3 lessons learned from the Data Lake Architectures

July 23, 2020

Data

The usual thing in a project is that everything starts with a challenge, but in the case of Data projects there is a pain that usually weighs more heavily: Not being able to obtain knowledge of the data in custody in a short time is a loss of important opportunities, both of the data itself and of the technological options possible to use.

Building the Data Culture

From the point of view of data science knowledge is obtained by applying algorithmic techniques on a dataset and then showing the results obtained in the form of an article, but the life of a dataset is a complex process; especially if we are the ones who have cured it. The life of a dataset includes implementing everything from data ingestion, validation, duplicate elimination, anonymization or application of statistical secrets, to the formation of more reliable zones to finally “cure” a dataset that is in the best possible condition. The evidence shows that between 70% and 90% of the time of the data work is spent on data healing tasks (if you spend the day mostly between pandas, Drill or Spark shell you know what I mean).

A day in the life of a dataset

Where do we get our cured datasets from? Are we going to save information and then see what we do with it? or are we going to save data that we already know what to do with? Those who remember from Software Engineering – of course they will understand that – the Use Case here is diffuse, I don’t know if it is required to a client to have a use case about a data asset that can produce unknown results, many times organizations do data projects (and it is understandable) not only to extract information from the data, but to make an inventory of what data they capture or have.

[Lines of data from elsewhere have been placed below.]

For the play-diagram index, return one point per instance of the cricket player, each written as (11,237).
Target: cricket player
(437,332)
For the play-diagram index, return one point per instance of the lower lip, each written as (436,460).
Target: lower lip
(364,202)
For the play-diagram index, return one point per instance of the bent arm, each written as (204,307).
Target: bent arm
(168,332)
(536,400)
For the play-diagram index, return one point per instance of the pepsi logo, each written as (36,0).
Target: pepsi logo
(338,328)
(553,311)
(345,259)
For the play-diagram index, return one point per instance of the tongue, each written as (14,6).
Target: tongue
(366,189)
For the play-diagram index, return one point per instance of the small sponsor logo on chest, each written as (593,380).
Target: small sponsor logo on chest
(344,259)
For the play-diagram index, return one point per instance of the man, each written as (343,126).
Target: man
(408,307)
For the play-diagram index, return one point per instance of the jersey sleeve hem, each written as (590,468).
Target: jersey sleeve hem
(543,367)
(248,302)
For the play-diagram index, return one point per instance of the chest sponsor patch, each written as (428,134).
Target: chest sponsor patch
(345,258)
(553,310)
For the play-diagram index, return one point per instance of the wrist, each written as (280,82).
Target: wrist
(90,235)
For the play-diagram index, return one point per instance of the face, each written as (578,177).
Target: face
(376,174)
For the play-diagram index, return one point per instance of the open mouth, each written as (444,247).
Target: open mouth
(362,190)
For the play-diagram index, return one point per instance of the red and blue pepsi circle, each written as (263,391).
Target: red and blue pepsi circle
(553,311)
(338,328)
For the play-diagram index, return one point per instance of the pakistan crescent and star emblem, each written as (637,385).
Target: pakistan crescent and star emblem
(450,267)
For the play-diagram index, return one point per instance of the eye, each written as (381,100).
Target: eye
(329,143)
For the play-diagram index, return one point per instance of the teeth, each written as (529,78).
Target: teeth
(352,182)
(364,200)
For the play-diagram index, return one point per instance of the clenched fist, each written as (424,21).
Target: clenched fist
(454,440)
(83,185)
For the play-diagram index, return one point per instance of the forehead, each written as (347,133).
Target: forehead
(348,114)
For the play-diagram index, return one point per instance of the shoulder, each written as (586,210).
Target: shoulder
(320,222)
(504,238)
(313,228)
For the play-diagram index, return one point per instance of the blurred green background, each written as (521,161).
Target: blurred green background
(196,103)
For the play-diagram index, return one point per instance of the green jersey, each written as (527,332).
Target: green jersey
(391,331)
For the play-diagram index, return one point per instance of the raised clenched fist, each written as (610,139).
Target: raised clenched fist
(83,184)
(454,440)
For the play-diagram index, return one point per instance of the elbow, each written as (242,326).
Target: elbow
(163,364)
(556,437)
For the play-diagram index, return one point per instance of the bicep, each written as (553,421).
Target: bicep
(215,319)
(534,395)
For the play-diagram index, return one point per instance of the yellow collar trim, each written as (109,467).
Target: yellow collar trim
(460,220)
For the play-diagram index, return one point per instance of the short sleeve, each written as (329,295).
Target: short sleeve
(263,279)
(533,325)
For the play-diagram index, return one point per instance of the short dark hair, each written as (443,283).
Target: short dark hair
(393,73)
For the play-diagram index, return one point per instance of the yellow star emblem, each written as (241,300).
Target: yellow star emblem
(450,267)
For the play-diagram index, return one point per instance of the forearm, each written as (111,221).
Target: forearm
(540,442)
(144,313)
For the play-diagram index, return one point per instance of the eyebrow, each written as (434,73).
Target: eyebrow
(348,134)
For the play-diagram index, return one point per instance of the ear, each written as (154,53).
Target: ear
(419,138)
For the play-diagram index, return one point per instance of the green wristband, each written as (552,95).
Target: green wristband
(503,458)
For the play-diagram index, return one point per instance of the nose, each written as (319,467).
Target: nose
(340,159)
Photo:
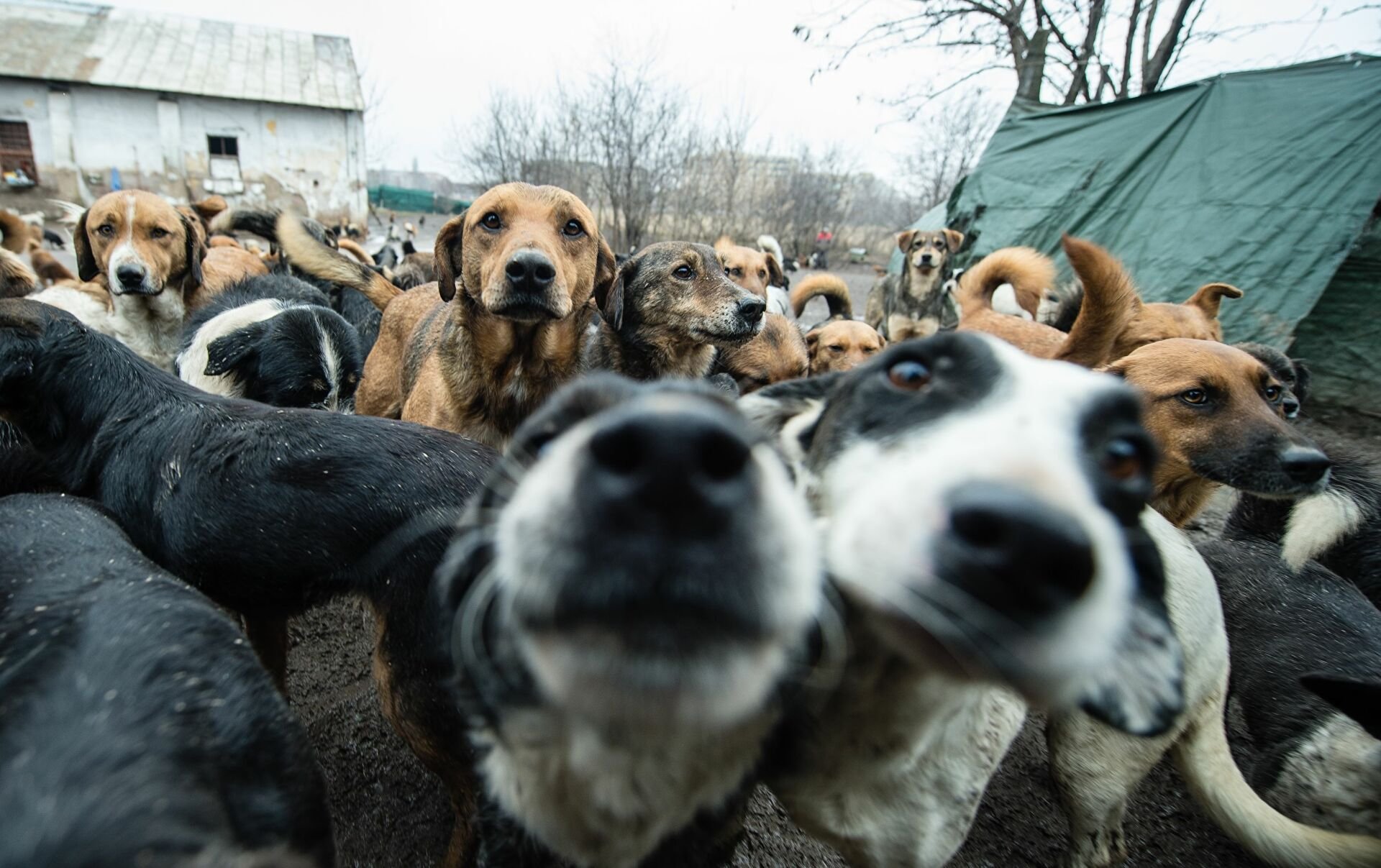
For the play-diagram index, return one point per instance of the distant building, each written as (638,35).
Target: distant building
(93,97)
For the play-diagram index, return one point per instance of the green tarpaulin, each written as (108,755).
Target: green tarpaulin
(1264,180)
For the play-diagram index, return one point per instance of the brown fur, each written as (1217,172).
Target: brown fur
(842,345)
(778,354)
(1109,301)
(17,279)
(752,270)
(1166,370)
(655,323)
(459,359)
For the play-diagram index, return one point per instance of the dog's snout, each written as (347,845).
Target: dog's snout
(752,309)
(672,462)
(529,270)
(1304,465)
(130,276)
(1010,545)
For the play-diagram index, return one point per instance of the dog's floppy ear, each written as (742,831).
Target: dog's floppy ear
(448,255)
(609,293)
(195,250)
(234,351)
(1210,296)
(87,270)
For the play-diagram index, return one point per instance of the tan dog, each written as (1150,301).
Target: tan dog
(477,357)
(155,261)
(1109,301)
(913,304)
(775,355)
(1218,416)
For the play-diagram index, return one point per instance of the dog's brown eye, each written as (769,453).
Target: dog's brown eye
(911,375)
(1123,460)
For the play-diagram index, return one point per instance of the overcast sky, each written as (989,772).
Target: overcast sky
(438,61)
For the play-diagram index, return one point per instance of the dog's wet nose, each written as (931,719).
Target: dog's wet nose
(130,276)
(1008,548)
(1304,465)
(752,309)
(672,462)
(529,270)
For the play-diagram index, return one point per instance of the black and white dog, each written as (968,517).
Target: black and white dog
(275,340)
(136,726)
(632,596)
(1307,671)
(981,513)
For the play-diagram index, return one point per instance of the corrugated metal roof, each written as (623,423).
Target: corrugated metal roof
(81,42)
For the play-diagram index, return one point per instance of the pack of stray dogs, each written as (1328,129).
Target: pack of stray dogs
(636,544)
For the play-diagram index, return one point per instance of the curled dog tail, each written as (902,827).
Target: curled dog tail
(1217,784)
(14,232)
(1111,301)
(1021,267)
(309,253)
(834,291)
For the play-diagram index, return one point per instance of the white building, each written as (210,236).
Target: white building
(176,105)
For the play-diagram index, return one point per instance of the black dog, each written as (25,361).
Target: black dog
(274,340)
(1307,668)
(627,603)
(264,510)
(136,726)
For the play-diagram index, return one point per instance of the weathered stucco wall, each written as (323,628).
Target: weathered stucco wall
(306,159)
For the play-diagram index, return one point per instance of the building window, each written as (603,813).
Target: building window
(223,145)
(17,153)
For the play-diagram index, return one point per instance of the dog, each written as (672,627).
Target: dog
(1218,417)
(609,711)
(1105,314)
(136,725)
(672,306)
(981,573)
(915,304)
(156,267)
(775,355)
(265,510)
(481,359)
(1307,672)
(274,340)
(840,342)
(756,271)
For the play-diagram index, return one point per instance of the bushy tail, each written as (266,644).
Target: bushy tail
(1021,267)
(834,291)
(14,232)
(1111,301)
(309,253)
(1217,784)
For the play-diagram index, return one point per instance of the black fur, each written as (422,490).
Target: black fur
(136,726)
(279,360)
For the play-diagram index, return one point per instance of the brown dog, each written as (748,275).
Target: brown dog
(778,354)
(913,304)
(1218,416)
(156,265)
(670,306)
(480,357)
(1109,301)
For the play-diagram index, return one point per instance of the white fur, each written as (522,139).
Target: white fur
(191,362)
(1316,524)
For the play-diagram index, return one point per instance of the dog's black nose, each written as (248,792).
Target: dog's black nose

Lessons learned from Data Lake Architectures

Suppose we get our data from a DataLake, this implies that a day in the life of a dataset is next: It captures as much data as it can from the digital assets under my control and then every day (or hour or week, it depends) I will treat the data increasing the confidence levels of it (classic example: eliminate duplicates, eliminate corrupted data), making them go through zones (bronze, silver, gold) and once I have the data about the highest confidence zone I will generate the datasets that will be input for the regression models, classification, etc.

Lesson learned 1: “The data & analytics ecosystem is not integrated

Curious fact: There is an online game called “Pokemon or big data”, where from the name of a supposed Big Data product you must guess which one is from each “Universe”.

There are hundreds, if not thousands of big data products and although there is a certain tendency, what we can be fairly sure of is that there are some products that will work well and others that will not, that we must study the products in depth and have executive support when it comes to promoting the implementation of any product.

Data Lake Architectures — Data & AI Landscape 2019, ©

There is no large Data & Analytics platform in sight (+ AI), I am not sure it will happen, in the same way that it did not happen with the software development process, in which case we see today that each “stack” is composed of several products with some matching products.

Here are my favorite Data & Analytics products as of June 2020, the ones that have never failed me and that I almost obligatorily put in the architectures:

Kafka (Confluent Platform)
Spark
Airflow
Flink
Apache Drill (A great discovery)
Jupyter
PostgreSQL (Of course)
Druid
Dremium
PowerBI
ML Flow
Delta.io or Apache Iceberg.

Lesson learned 2: “Quality is the quality of questions”

It involves the product team not only in providing data, but in being aware of the questions that the executives have over the knowledge generated: Sandwich technique, on the one hand the team with specific case questions and on the other hand the executives with more strategic questions. This approach will suggest an improved prioritization in the plans or invites you to improve the architecture to answer the questions.

Make events or presentations such as “Data show”, where data (or results generated by the models) are analyzed live in interactive sessions or from a visualization panel so that trends can be seen.

I learned this lesson after reading Hans Rosling’s wonderful “Factfulness

Lesson learned 3: “A project should be prepared for its BAU”

The projects are finished and the generated artifacts are implemented under the operation of other people (Operativize, could be a suitable word here), generate an operations manual of everything you are building because be clear that it will not be you or your team who operates in the medium/long term the artifacts you left implemented in this or that project.